Cette "passivité " ou ce "laxisme " des partis politiques et des syndicats viennent renforcer les propos désabusés ou négatifs des internautes qui ont participé à l'enquête précitée.

Il y a vraisemblablement chez les hommes d'appareils partisans ou syndicaux de l'ignorance et de l'incompréhension de l'outil informatique en général et de l'Internet en particulier.

Journal-Internet a posé à quelques hommes politiques la question : « Comment vous voyez-vous communiquer avec vos électeurs sur ce média ? »

M. Claude Philippi, président du groupe UDF des Bouches du Rhône a répondu que « le contact direct avec tous nos électeurs reste irremplaçable, mais depuis la création d'un site Internet de l'UDF, nos sympathisants utilisent de plus en plus l'arborescence du site notamment dans ses rubriques principales »…

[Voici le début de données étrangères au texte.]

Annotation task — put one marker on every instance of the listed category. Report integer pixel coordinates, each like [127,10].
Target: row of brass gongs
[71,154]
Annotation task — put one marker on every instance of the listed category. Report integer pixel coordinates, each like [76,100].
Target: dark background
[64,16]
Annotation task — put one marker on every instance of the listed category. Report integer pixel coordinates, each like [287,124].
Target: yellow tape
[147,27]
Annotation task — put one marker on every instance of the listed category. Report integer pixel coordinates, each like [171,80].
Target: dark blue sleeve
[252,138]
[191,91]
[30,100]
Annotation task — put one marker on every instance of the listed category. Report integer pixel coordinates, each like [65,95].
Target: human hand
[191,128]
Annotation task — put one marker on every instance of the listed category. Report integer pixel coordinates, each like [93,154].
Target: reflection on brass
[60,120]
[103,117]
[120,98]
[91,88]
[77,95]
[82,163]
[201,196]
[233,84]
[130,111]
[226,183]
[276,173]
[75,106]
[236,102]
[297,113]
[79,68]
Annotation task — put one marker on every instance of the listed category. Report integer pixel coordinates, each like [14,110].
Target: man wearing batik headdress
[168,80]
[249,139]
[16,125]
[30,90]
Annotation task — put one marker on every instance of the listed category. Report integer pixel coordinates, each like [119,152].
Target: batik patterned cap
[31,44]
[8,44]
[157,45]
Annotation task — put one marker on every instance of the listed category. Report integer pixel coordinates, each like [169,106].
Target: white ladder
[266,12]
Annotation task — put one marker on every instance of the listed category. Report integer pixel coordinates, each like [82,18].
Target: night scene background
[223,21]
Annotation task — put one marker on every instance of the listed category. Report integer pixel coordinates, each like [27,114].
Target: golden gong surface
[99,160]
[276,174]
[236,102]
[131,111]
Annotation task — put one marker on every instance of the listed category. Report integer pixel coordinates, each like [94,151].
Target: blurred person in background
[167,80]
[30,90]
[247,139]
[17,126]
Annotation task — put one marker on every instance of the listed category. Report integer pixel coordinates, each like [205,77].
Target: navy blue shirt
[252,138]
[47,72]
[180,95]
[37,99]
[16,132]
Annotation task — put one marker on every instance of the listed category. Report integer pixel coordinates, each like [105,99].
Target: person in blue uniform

M. Laurent Amiel, conseiller général des Bouches du Rhône estime que « les habitudes de rapidité de réponse que suscite une messagerie ou une liste de diffusion nécessiteraient la même rapidité de l'homme politique. Pour cela, j'émets quelques doutes. Quant au service de communication, en aucun cas il ne pourra répondre à la place du politique. L'interactivité tant convoitée par les professionnels de l'Internet n'est pas possible en politique. De plus, l'homme politique est également un homme de terrain, il doit rencontrer ses citoyens. L'interactivité est avant tout physique, pas virtuelle. »…

M. Henri d'Attilio, sénateur des Bouches du Rhône, conseiller général écrit : « S'il ne s'agit que de diffuser des informations, ce ne sera pas suffisant. Il faut qu'il y ait de l'interactivité : la possibilité d'envoyer un mail ou de dialoguer dans un forum doit aller de pair avec l'information. »

Ainsi, le contact direct est préféré… L'Internet est relégué.

M. Fabre d'Aubespy, député européen pose clairement la question : « La génération d'hommes politiques actuellement en action n'utilise que très rarement les nouveaux outils de communication. Peu habitués ou peu sensibles à l'informatique, tout leur est cependant mis à disposition : ordinateurs, connexions, adresses électroniques personnelles, formation. Il leur faudrait presque un assistant permanent pour les inciter à l'utilisation. Les enjeux sont bien compris, l'usage non. »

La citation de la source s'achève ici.